I shifted my opinion during the second teleclass. I saw that if I, as an executive coach, become attached to a particular tangible outcome, whether it affects my compensation or not, I will be taken away from executive coaching toward some sort of manipulation, that is, I would no longer be coaching a person for their own expression but instead using that person to create an outcome. I must necessarily objectify the coaching client and interact with him or her as an instrumentality for causing a particular result in the world. I submit that such a relationship excludes the possibility of executive coaching.

“…to make a statement about ends that do not justify all means is to speak in paradoxes, the definition of an end being precisely the justification of the means”

–Hannah Arendt

I am very much in favor of coaching my clients to promise specific measurable results and working toward tangible goals. I train executives to use milestones, displays, and trailing twelve month graphs. I emphasize the value of written goals, progress tracking, and pauses to savor and celebrate achievements. People need the experience of efficacy and the feeling of movement toward a desired future.

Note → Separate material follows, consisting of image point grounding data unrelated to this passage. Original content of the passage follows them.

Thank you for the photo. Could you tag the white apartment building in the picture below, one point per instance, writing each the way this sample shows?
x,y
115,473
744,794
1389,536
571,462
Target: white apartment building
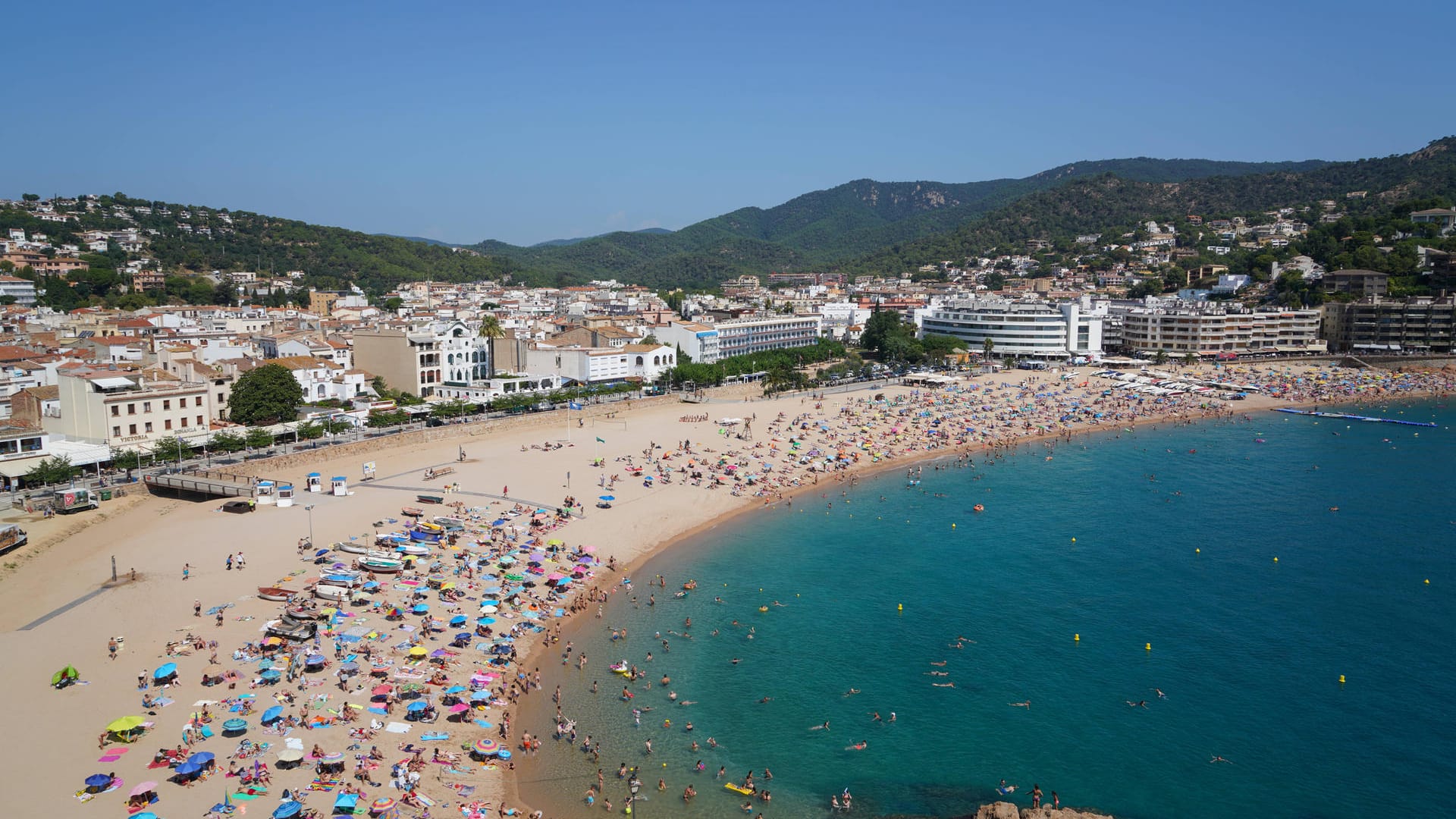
x,y
1028,330
419,360
127,410
1209,331
758,335
698,341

Results, however, must never be held as ends in themselves.

Keeping score makes any game more compelling and raises the level of play. Yet, the score is only a method for enhancing the experience not the point of the activity. To behave otherwise would be as sensible as leaving the playing field to manipulate the scoreboard. The points may register but you would have lost the benefits of engaging in the sport.

When someone hires me to coach an executive or uses company funds for me to coach themselves, I always state clearly that I do not work for the interests of the organization. “I do not coach companies or job titles, I coach people. If the client sees that their future is no longer compatible with the aims of the organization, or with their role in the organization, I will coach him or her on a responsible departure.” I have always said that; now I am beginning to understand the reasons.